You're probably right. As I mentioned nobody reported the recent
ViewCVS downtimes.
[Joshua (from the FSF admins team) recently mentioned they do have a
monitoring system, eg detecting that Apache was not replying yesterday
during a small DoS. I suppose it would be difficult for us to have
access there, so redundancy is not an issue :)]
> > It would be interesting, though, to setup some security checks, such
> > as: is the /home directory well ready-only when accessed through the
> > arch sftp service?
>
> Cfengine can probably help with things like directory permissions and
> cleaning up lock files etc. I'm not sure about something like
> viewcvs, but cfengine can take action depending on running or
> non-running processes.
Ok, can we work on this kind on monitoring? How do you see things?
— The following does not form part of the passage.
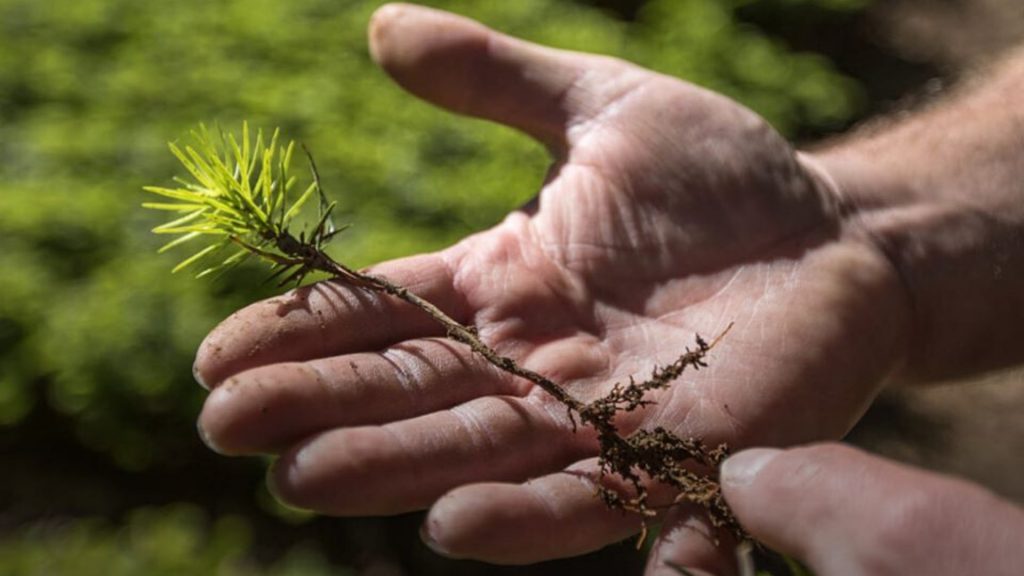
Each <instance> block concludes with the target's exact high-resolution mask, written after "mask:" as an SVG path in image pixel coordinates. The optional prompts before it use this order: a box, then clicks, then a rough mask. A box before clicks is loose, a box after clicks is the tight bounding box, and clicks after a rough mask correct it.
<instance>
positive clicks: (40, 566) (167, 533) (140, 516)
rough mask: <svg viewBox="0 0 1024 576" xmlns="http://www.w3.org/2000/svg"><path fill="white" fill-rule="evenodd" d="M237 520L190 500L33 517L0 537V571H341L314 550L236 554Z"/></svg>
mask: <svg viewBox="0 0 1024 576" xmlns="http://www.w3.org/2000/svg"><path fill="white" fill-rule="evenodd" d="M248 546H249V531H248V528H247V525H246V524H245V521H243V520H242V519H239V518H232V517H224V518H221V519H219V520H217V521H216V522H210V521H209V519H208V518H207V517H206V515H205V513H204V512H203V510H202V509H200V508H199V507H196V506H191V505H183V504H178V505H169V506H164V507H159V508H151V507H145V508H139V509H137V510H134V511H133V512H132V513H131V515H130V517H129V518H128V519H127V520H126V521H125V522H124V523H123V526H121V527H120V528H114V527H112V526H110V524H109V523H108V522H105V521H103V520H102V519H83V520H77V521H73V522H68V523H62V524H52V525H49V526H44V525H37V526H33V527H30V528H27V529H24V530H22V531H20V532H19V533H17V534H15V535H13V537H10V538H7V539H5V540H2V541H0V573H3V574H20V575H25V576H133V575H141V574H144V575H145V576H183V575H197V576H198V575H214V574H215V575H217V576H345V575H346V574H350V572H348V571H344V570H337V569H332V568H331V566H330V565H329V564H328V562H327V561H326V560H325V559H324V558H323V557H322V556H321V554H319V553H318V552H316V551H315V550H312V549H308V548H295V549H292V550H289V552H288V553H286V554H285V556H284V557H283V558H282V559H281V560H279V561H278V562H275V563H273V564H272V565H270V566H264V567H259V566H255V565H253V563H252V562H250V561H249V560H248V559H246V558H245V557H244V556H243V553H242V552H243V551H244V550H246V549H247V547H248Z"/></svg>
> > Is it possible for a project member to commit to
> > CVSROOT/? etc.
>
> Yes, I had that sort of thing in mind, but I haven't thought how to do
> it sensibly.
I tried something hand-made. It cannot detect all failures without
human supervision because CVS doesn't return appropriate return codes
sometimes:
http://arch.sv.gnu.org/head/administration/infra/main/0/cvs/cvs-test-suite.sh
Is there's a cleaner way to do it?
> > I'm also concerned about usage statistics. For example, the other day
> > the load went to 20 and I have about no clue what it was due
> > to.
>
> Cfengine has some support for that sort of thing -- alerts and
> monitoring based on process and resource statistics, but I'm not sure
> it's terribly useful in practice.
>
> > Mathieu Roy from Gna! told me about heavy SSH robot attacks that
> > could be more lightly rejected using dynamic IP-based restrictions and
> > inetd.
>
> Don't you do rate-limiting with iptables to combat that? I did try to
> look at the firewalling, but that needs more privilege.
No we don't, though Steven said he would search a script of his next
week that is supposed to do so :) I saw a couple interesting options
in the iptables manpages (though Sarge doesn't have connlimit) - feel
free to share your knowledge.
Check /var/lib/iptables/active btw.
I think most sensible issue is that we don't actually know if we have
such abuses.
> > Users may also be interested in SCM-related stats.
>
> What does SCM stand for here and elsewhere? `Software configuration
> management' or something else?
"VCS" if you prefer the old acronym ;)
I suppose that
http://www.gnu.org/software/gnu-arch/tutorial/Introducing-arch.html
(section 1.4) gives a good definition.
--
Sylvain